How to Convert a Changelog to a Table in ksqlDB for Confluent Platform¶
Context¶
You have a topic or a stream of events that represent a series of changes, known as a changelog. You want a view of the data that reflects only the last change for each key. Because ksqlDB represents change over time using tables, you need a way to convert your changelog into a table. This is broadly called materializing a changelog into a table.
Materializing a changelog topic¶
If you have a changelog
topic, and you want a view of the data that
reflects the latest values for each key then simply create a table with
the changelog
topic using the CREATE SOURCE TABLE
statement.
Let’s say that you have the following data in your changelog
topic
where the first row is the record that has the earliest offset and the
last row is the record that has the latest offset:
+------+------+------+------+
|K |V1 |V2 |V3 |
+------+------+------+------+
|k1 |0 |a |true |
|k2 |1 |b |false |
|k1 |2 |c |false |
|k3 |3 |d |true |
|k2 |4 |e |true |
Note that there are 2 records for the keys k1
and k2
in the
changelog
topic.
Make a table latest_view
with four columns. k
represents the key
of the table. Rows with the same key represent information about the
same entity. v1
, v2
, and v3
are various value columns.
CREATE SOURCE TABLE latest_view (
k VARCHAR PRIMARY KEY,
v1 INT,
v2 VARCHAR,
v3 BOOLEAN
) WITH (
kafka_topic = 'changelog',
partitions = 1,
value_format = 'JSON'
);
Now, you can view the latest values for each key in your changelog
topic by issuing a pull query against the latest_view
table that you
created above:
SELECT * FROM latest_view;
+------+------+------+------+
|K |V1 |V2 |V3 |
+------+------+------+------+
|k1 |2 |c |false |
|k2 |4 |e |true |
|k3 |3 |d |true |
Notice how for each key, the columns reflect the latest set of values.
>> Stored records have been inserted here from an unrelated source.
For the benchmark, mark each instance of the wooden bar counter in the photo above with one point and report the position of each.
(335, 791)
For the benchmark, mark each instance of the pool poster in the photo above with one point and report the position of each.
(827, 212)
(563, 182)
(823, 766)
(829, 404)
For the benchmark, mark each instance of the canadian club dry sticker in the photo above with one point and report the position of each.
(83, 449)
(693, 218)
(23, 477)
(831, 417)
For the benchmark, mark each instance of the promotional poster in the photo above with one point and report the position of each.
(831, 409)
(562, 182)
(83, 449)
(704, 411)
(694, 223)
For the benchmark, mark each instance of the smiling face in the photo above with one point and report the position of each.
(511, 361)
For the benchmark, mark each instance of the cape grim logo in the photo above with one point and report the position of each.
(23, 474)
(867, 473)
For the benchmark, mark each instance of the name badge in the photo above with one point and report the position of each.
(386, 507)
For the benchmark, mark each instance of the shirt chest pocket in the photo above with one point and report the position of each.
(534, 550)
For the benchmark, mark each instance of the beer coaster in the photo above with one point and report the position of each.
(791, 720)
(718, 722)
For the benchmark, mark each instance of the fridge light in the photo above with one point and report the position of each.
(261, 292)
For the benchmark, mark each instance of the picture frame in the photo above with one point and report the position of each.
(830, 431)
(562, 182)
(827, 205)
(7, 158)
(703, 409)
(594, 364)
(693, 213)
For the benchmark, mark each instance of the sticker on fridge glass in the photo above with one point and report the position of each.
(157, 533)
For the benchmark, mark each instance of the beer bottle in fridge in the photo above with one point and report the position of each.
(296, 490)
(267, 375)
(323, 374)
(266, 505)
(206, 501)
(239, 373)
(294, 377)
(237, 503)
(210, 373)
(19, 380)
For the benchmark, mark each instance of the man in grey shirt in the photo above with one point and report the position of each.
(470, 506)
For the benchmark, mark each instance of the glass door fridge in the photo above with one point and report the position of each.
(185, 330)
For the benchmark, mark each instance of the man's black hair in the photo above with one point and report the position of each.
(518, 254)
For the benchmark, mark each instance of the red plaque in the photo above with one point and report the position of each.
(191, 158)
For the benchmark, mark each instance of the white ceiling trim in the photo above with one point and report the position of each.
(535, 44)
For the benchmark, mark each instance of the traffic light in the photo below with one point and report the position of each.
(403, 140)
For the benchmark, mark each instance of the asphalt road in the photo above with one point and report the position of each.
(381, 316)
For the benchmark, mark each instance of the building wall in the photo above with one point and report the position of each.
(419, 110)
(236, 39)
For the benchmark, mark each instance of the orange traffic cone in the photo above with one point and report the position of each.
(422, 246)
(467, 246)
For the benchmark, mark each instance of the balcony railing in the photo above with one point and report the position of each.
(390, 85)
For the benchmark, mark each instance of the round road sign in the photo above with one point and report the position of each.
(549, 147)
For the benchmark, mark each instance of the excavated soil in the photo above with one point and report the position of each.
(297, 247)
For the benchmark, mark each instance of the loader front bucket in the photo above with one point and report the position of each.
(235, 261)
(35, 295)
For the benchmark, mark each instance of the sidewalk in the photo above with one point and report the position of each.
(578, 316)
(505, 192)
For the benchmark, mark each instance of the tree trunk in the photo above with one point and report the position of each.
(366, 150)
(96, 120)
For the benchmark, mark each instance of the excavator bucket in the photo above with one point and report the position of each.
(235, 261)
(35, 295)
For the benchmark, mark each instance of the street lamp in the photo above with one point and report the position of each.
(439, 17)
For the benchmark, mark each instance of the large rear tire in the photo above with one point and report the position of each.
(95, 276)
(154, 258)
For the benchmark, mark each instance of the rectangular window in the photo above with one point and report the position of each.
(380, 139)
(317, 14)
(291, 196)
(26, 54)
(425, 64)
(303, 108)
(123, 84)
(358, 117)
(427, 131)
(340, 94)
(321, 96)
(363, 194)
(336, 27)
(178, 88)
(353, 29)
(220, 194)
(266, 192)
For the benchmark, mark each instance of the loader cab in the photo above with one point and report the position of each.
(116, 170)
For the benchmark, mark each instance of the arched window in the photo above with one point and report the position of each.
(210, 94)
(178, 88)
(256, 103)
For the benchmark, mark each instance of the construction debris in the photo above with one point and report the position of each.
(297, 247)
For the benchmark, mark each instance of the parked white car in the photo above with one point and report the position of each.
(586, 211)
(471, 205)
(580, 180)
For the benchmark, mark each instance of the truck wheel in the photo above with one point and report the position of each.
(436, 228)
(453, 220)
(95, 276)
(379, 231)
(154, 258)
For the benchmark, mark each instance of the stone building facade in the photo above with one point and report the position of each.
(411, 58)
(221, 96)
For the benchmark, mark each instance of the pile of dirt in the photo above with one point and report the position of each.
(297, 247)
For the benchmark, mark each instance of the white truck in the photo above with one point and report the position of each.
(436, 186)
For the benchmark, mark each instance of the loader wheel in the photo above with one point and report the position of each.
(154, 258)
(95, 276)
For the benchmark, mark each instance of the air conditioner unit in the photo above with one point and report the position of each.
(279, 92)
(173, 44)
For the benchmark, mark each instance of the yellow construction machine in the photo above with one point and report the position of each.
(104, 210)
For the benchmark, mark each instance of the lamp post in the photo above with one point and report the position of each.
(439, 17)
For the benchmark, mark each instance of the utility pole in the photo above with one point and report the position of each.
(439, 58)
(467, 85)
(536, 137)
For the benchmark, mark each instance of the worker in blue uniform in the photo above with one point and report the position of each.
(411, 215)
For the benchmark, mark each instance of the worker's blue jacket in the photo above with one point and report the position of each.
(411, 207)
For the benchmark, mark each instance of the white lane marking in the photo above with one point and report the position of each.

If you want to look up the latest value for a particular key, for
example, k2
, issue a pull query for that key:
SELECT * FROM latest WHERE k = 'k2';
+------+------+------+------+
|K |V1 |V2 |V3 |
+------+------+------+------+
|k2 |4 |e |true |
Materializing a changelog STREAM
¶
The best way to materialize an input topic as a table is the
CREATE SOURCE TABLE
statement. If you already have a STREAM
, you
can also materialize it as a table with the CREATE TABLE ... AS ...
statement. This is useful if you have a STREAM
of events in ksqlDB
that represents a series of changes called changelog_stream
, and you
want a view of the data that reflects the latest values for each key.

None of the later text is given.